In 1976, BC—before cellphones—the Cosmos returned from a game against New England at Boston University’s Nickerson Field. The bus did not carry any toilet. So at night, with the team hollering for relief, Marshall had the driver pull over near a deserted field near Route 84.

Fluid mission accomplished. The team reentered the bus and left. Until Marshall discovered Pele was missing.

As the bus circled to look for Pele, Marshall caught the fear and sense of history to come, that he had left the world’s most famous athlete to die or watch alone in an abandoned field off Route 84 outside of Boston.

If I didn’t fully understand the universal fame and appeal of Pele, it disappeared before a game against the LA Aztecs at the Los Angeles Coliseum.

Pele chases after the ball while in action for the Cosmos at Giants Stadium.
Pele chases after the ball while in action for the Cosmos at Giants Stadium.
Getty Images

Word spread that Elton John, a part owner of the Aztecs, would be in the parking lot to greet Pele. I was on the team bus and as we got closer to the Coliseum, mobs started to circle.

So here was my plan: stick close to Pele and gear. What possible harm could come to them?

As we got off the bus – I was carrying a suitcase and a portable Olivetti typewriter – the crowd grew.
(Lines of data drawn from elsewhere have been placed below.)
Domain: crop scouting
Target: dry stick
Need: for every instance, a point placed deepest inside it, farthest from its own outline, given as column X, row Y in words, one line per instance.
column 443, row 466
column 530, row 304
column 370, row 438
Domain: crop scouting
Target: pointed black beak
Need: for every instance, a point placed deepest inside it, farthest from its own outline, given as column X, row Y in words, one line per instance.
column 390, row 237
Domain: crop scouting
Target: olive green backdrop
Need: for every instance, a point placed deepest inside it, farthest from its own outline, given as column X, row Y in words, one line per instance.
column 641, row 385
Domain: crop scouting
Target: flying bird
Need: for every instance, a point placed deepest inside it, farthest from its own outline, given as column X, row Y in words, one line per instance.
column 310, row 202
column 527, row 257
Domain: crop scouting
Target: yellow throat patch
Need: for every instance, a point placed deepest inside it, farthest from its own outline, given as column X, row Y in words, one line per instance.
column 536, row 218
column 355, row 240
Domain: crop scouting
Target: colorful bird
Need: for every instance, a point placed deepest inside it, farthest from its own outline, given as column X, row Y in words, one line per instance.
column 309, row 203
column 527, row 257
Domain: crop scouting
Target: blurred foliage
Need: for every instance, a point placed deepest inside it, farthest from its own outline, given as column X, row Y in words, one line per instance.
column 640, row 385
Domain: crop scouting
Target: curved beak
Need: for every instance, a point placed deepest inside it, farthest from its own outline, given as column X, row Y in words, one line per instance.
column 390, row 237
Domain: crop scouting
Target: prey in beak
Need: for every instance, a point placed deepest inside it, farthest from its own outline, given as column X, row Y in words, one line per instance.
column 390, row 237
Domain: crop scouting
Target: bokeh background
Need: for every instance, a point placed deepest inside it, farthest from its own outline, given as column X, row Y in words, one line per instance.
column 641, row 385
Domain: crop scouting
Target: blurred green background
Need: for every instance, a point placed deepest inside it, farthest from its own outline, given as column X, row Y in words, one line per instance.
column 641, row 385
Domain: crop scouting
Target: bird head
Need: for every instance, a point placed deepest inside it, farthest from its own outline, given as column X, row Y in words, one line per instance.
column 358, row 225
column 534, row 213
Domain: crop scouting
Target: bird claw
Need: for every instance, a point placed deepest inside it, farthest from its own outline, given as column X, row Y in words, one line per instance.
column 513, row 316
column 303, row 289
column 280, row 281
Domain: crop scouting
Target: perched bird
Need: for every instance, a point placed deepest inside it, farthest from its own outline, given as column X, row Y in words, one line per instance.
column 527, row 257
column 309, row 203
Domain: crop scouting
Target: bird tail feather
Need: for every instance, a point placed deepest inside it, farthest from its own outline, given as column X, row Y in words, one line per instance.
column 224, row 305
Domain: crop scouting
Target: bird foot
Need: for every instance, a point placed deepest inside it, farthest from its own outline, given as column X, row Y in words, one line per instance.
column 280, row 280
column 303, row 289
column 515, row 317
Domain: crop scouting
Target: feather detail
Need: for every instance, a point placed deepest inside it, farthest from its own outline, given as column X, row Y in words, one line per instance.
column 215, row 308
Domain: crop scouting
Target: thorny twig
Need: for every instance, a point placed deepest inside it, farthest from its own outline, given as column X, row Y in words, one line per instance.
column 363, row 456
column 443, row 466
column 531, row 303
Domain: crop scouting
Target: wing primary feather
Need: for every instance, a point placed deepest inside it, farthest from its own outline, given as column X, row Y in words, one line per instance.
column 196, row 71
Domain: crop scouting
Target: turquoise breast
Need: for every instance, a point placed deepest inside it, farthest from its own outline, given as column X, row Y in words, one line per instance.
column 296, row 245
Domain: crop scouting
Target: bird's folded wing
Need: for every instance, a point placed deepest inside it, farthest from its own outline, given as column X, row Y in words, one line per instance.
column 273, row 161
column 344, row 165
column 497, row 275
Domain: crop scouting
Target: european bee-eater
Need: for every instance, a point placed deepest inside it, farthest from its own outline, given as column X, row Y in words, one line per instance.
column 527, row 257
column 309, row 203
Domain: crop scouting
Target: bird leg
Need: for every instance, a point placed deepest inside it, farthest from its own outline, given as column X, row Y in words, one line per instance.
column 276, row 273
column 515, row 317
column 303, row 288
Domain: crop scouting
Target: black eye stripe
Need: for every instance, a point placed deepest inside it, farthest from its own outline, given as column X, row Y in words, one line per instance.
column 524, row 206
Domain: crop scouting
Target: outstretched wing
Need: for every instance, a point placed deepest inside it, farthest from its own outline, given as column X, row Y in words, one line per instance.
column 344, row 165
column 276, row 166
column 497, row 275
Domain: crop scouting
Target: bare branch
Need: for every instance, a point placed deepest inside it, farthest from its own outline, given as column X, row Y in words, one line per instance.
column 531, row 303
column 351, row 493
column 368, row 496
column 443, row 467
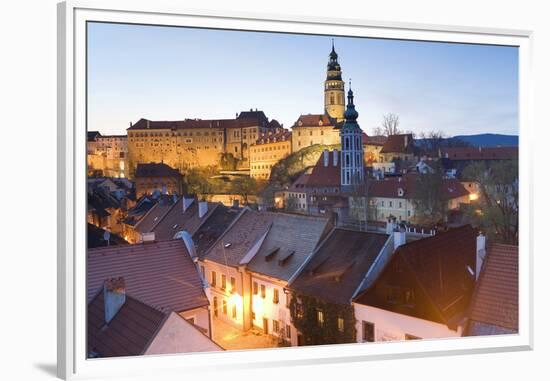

Suddenly, I had no control of my body or weight; My arms were stuck to my sides; If the crowd surged left, I went left, once almost horizontally.

Pele helped bring soccer to new heights in America.
Pele helped bring soccer to new heights in America.
Getty Images

Absolutely helpless, I saw the headline: “Pell, 20 others, die in stampede.” My name would make the agate print at the bottom of the story, then drop out in the second edition.

(Little wonder I get disgusted when ESPN geniuses endorse field and room-storming as good, clean, student body fun and ritual.)

I spoke to Pele after the game, and asked if he had ever been forced to flee from such a mob. Although a modest man, he smiled. Then he made a ring with his hands:

“Yes,” he said in English, “all over the world.”

Source

Leave a Reply

Your email address will not be published.